Two years ago, Martí and Nathan Cook, a graduate student in his lab and lead author of the new paper, combined ruthenium complexes with solutions containing the spaghetti-like amyloid fibrils. The complexes don’t luminesce by themselves, but when they link to an amyloid fibril, they can be triggered by light at one wavelength to glow at another; this helps the researchers “see” the fibrils.
This ability to track amyloids was a great step forward, but left open the question of why the complexes latched onto the fibrils at all, Cook said.
“We had no way to figure it out because our experimental techniques can’t identify binding sites,” he said. “The standard (used to analyze proteins) is to crystallize your material and use X-rays to determine where everything is positioned. The problem with amyloid beta is the fibrils are not uniform, and you can’t crystallize them. All you would get is an amorphous lump.”
But a door opened when Prabhakar, a theoretical and computational chemist who specializes in amyloids, contacted Martí and suggested a collaboration. “We both knew the other was working with amyloid betas,” Martí said. “We were able to figure out how many amyloid beta monomers (molecules that can bind with each other) had to come together to form fibrils, while he modeled the interactions. When we brought all the data together, we had a perfect match.”
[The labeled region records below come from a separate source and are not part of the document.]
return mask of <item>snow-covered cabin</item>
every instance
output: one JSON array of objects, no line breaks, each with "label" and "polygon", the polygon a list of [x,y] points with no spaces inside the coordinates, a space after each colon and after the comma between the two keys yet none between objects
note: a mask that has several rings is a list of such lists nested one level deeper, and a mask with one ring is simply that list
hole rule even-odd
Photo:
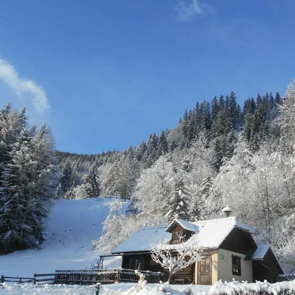
[{"label": "snow-covered cabin", "polygon": [[189,222],[175,219],[168,227],[145,228],[132,235],[112,254],[122,257],[122,268],[164,271],[151,258],[151,243],[173,245],[198,235],[203,259],[175,275],[177,283],[211,285],[219,280],[276,280],[283,273],[268,245],[258,245],[249,228],[236,217]]}]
“Basically, we learned from the model that we need two monomers to form a binding site,” Marti said. “The cleft where the ruthenium complex binds is completely hydrophobic, the same as the complex. Neither wants to be exposed to water, so when they find each other, they don’t have a choice but to come together. It turns out that’s exactly what needs to happen to turn on the photoluminescent response of the compound.”
Ruthenium complex molecules created at Rice University “light up” when they bind with amyloid fibrils, as seen under a microscope above. A collaboration with scientists at the University of Miami revealed how the molecules attach to a fibrils, a discovery that could lead to new therapies for Alzheimer’s patients. Image by Nathan Cook/Rice University
Martí said testing various concentrations of monomers with ruthenium complexes helped them determine that a little more than two monomers, on average, was sufficient to get the “light switch” effect. Prabhakar’s analysis found four specific locations along the aggregating monomers where the ruthenium complexes could bind: two at the ends where the monomers tend to bind to each other, and two in the middle.
“It was a complicated system to model and we tried hard, using a variety of computational techniques,” Prabhakar said. “In the end, we were amazed to find our results in perfect agreement with the experiments performed in the Martí lab.”
The researchers called the end locations “A and B,” and the middle clefts “C and D.” The hydrophobic A and B sites exist only at the edges of the fibrils, which limits their exposure to the complexes, Martí said. “But there are lots of C and D sites,” he said. “That explains why the ruthenium complexes don’t inhibit the aggregation of fibrils. It seems the system prefers to bind another monomer, rather than a ruthenium complex, at the ends.
“But now that we understand the mechanism, we can design more hydrophobic complexes that could bind strongly to the ends and prevent further elongation of the fibril,” he said.
“There’s a whole variety of ways to tweak this that could potentially disrupt a binding pocket,” Cook said.
More challenges lie beyond the new discovery, he said. New research indicates toxic oligomers may be catalyzed by the formation of amyloid fibrils. “We might be able to prevent the formation of these oligomeric species by binding ruthenium complexes to the surface, which would completely change the surface chemistry of the fibrils,” Martí said. “These are the things we are really interested in doing right now.”
Co-authors of the paper are Rice undergraduate Christina Katsampes and Miami graduate student Mehmet Ozbil.
The Welch Foundation, the National Science Foundation and the James and Esther King Biomedical Research Program of the Florida State Health Department supported the research.